- This seminar was put on by the Australian-German Climate Energy College at Melbourne University.
So what will it take to achieve 1.5C? Is it possible?
- From the seminar advertising:
"With the Paris Agreement, the world decided to pursue best efforts to limit warming to below 1.5C, partly because climate impacts around 2C are considered too risky and too high by many. This seminar will put a spotlight on the mitigation side, i.e. how much and how quickly would emissions need to be reduced to still have a chance of keeping or returning warming to below 1.5C relative to pre-industrial levels.
"How does a roadmap towards a 1.5C future differ from one for 2C? How big is the task of negative emission technologies, such as biomass and CCS.
"In this seminar Joeri Rogelj will present the latest scientific literature on 1.5C emission scenarios, abatement costs, mitigation technologies, and carbon budgets.
"After Joeri Rogelj's presentation, Erwin Jackson, Deputy Director of the Climate Institute, will provide a debate contribution in regard to the Paris decision on 1.5C and Australian and international climate policy.
- Melbourne author of 'Climate Code Red' and activist David Spratt (see Climate Code Red blog) made this summary, emailed to me, based upon Rogelj's May 2015 paper - Energy system transformations for limiting end-of-century warming to below 1.5 °C (abstract), his seminar talk, plus questions and conversation at the end.
- * The 1.5C scenario is a 50% scenario, that is 50% of not exceeding 1.5C and 50% of exceeding it.
* This scenario has a rough 33% chance of exceeding 2C and ~10% chance of exceeding 3C.
* ALL 1.5C scenarios involve "overshoot" of target and then cooling back to target by 2100 using drawdown.
* The overshoot is up to 1.7C (see diagram, left, vertical blue dashed line)
- * The carbon budget for 1.5C scenario is 200–415 GtCO2 from 2011 to 2100.
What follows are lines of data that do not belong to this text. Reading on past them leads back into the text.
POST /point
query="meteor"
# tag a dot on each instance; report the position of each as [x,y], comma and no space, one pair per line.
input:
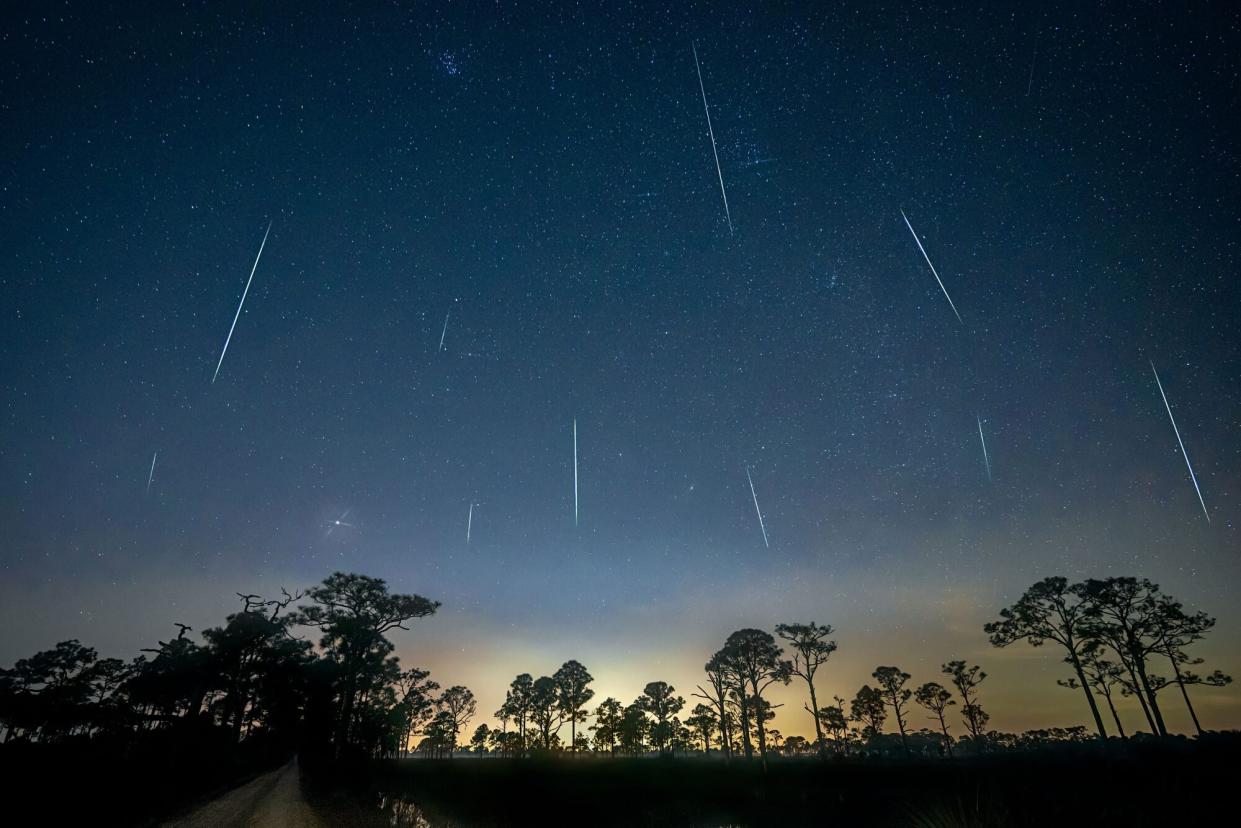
[711,132]
[240,304]
[575,471]
[983,440]
[1179,442]
[757,510]
[932,267]
[339,522]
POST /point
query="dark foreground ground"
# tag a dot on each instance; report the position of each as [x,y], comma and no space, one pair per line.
[1164,785]
[1148,785]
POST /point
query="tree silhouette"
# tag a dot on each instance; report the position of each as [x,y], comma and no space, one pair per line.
[1102,675]
[633,729]
[571,683]
[1124,612]
[891,687]
[607,724]
[251,653]
[545,709]
[516,704]
[967,679]
[415,689]
[720,680]
[869,709]
[810,651]
[458,703]
[936,699]
[1178,630]
[659,699]
[354,612]
[1050,610]
[480,739]
[753,659]
[835,721]
[705,721]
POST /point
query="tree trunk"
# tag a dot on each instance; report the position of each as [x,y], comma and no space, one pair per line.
[814,714]
[947,739]
[745,729]
[1184,694]
[1116,716]
[1090,698]
[1151,694]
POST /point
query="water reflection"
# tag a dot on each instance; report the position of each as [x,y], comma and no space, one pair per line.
[406,813]
[402,812]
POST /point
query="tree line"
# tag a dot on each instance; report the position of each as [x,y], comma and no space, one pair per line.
[257,679]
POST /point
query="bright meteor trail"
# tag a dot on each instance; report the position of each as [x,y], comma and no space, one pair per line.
[240,304]
[711,132]
[760,512]
[932,267]
[1179,442]
[575,471]
[983,440]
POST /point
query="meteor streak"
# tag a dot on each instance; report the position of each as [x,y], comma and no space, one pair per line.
[932,267]
[1179,442]
[983,440]
[760,512]
[339,522]
[711,132]
[575,471]
[240,304]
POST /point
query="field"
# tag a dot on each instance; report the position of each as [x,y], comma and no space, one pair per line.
[1136,785]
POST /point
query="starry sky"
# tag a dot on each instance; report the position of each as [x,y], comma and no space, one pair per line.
[542,175]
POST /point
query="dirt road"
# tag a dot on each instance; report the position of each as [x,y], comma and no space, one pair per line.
[272,801]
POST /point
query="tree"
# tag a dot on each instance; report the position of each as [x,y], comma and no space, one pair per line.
[810,651]
[705,721]
[1103,675]
[458,703]
[480,739]
[415,689]
[891,685]
[835,723]
[720,680]
[1178,630]
[659,699]
[753,658]
[1050,611]
[633,729]
[936,699]
[1124,612]
[967,679]
[516,704]
[607,724]
[869,710]
[355,612]
[545,709]
[256,659]
[571,683]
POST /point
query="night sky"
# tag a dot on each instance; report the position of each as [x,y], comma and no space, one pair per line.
[544,176]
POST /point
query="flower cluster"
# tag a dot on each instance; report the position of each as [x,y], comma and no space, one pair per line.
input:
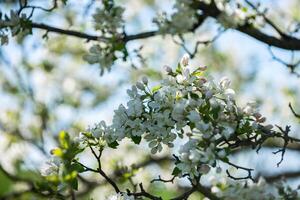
[187,106]
[109,21]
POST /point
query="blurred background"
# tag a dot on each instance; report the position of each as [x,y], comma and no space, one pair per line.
[47,87]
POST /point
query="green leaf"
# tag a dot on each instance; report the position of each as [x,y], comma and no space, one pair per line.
[113,144]
[74,183]
[57,152]
[136,139]
[156,88]
[77,167]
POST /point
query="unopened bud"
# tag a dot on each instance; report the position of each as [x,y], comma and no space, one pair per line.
[145,80]
[168,69]
[185,60]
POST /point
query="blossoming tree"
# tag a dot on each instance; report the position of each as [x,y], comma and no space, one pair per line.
[186,124]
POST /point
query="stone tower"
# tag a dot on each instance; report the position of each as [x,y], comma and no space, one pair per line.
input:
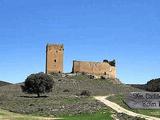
[54,58]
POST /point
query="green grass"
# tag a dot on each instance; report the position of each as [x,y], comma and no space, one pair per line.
[101,115]
[59,102]
[119,100]
[6,115]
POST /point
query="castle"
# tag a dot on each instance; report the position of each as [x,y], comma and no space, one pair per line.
[54,63]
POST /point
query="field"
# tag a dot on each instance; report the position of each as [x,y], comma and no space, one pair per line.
[65,100]
[119,100]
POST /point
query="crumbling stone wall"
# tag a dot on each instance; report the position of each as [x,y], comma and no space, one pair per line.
[54,58]
[96,68]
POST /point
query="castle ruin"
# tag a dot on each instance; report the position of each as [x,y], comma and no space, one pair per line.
[54,58]
[54,63]
[106,68]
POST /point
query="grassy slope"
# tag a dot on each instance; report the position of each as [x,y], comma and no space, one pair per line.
[5,115]
[119,100]
[2,83]
[59,103]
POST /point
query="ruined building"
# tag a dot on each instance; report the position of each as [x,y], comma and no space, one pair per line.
[54,58]
[54,63]
[106,68]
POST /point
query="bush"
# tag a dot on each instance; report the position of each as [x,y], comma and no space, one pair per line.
[37,84]
[66,90]
[153,85]
[85,93]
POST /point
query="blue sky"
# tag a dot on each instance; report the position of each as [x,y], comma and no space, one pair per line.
[92,30]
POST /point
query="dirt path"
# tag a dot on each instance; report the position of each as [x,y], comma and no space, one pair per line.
[120,109]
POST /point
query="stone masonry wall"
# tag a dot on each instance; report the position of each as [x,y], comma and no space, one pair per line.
[96,68]
[54,58]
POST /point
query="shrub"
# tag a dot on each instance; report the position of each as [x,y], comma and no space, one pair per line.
[37,84]
[66,90]
[85,93]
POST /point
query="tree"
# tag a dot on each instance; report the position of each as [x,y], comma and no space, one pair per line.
[153,85]
[37,84]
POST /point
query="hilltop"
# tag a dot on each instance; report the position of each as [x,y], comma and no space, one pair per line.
[65,99]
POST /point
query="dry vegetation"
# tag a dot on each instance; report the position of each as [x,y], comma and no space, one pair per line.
[65,98]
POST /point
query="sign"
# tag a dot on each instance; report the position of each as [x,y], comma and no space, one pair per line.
[143,100]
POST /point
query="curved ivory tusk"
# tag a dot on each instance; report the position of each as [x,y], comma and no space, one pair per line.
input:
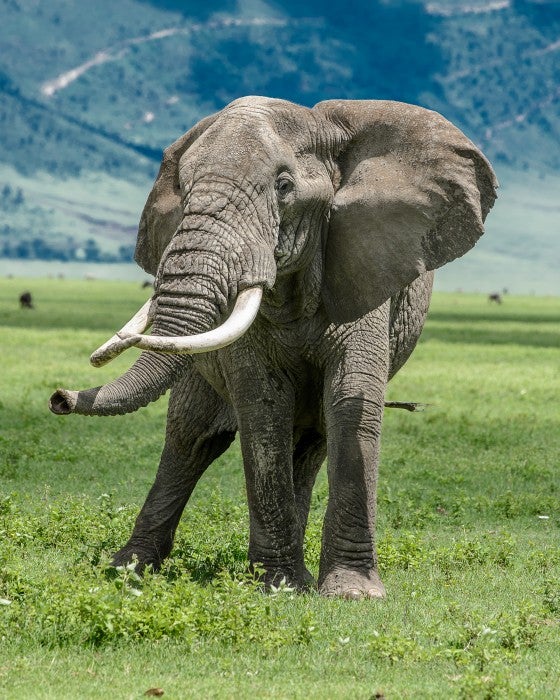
[243,314]
[141,320]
* Given we are doing around 40 GtCO2 per year at the moment, the budget from 2016 is ~0-200 GtCO2
* In other words, as of now there is no carbon budget left for 1.5C for even a 50% chance of exceeding the target by 2100
- * In other words, from now on for 1.5C we have to draw down every ton of carbon we emit.
* The 1.5C scenario with overshoot requires net zero emission by 2045-2060. If emissions follow on or near the Paris path to 2030, the 1.5C scenario is not feasible.
- * The 1.5C with overshoot requires large drawdown mainly using BECCS. By ~2050 this is 15GtCO2e or approx 4GtC. BECCS yields around 1tC/per year/hectare, so this implies biomass from around 4 billion hectares of land. By way of comparison, the total land applied to cropping globally is presently around 3 billion hectare. This is a huge issue, let alone whether sequestration is safe and economic.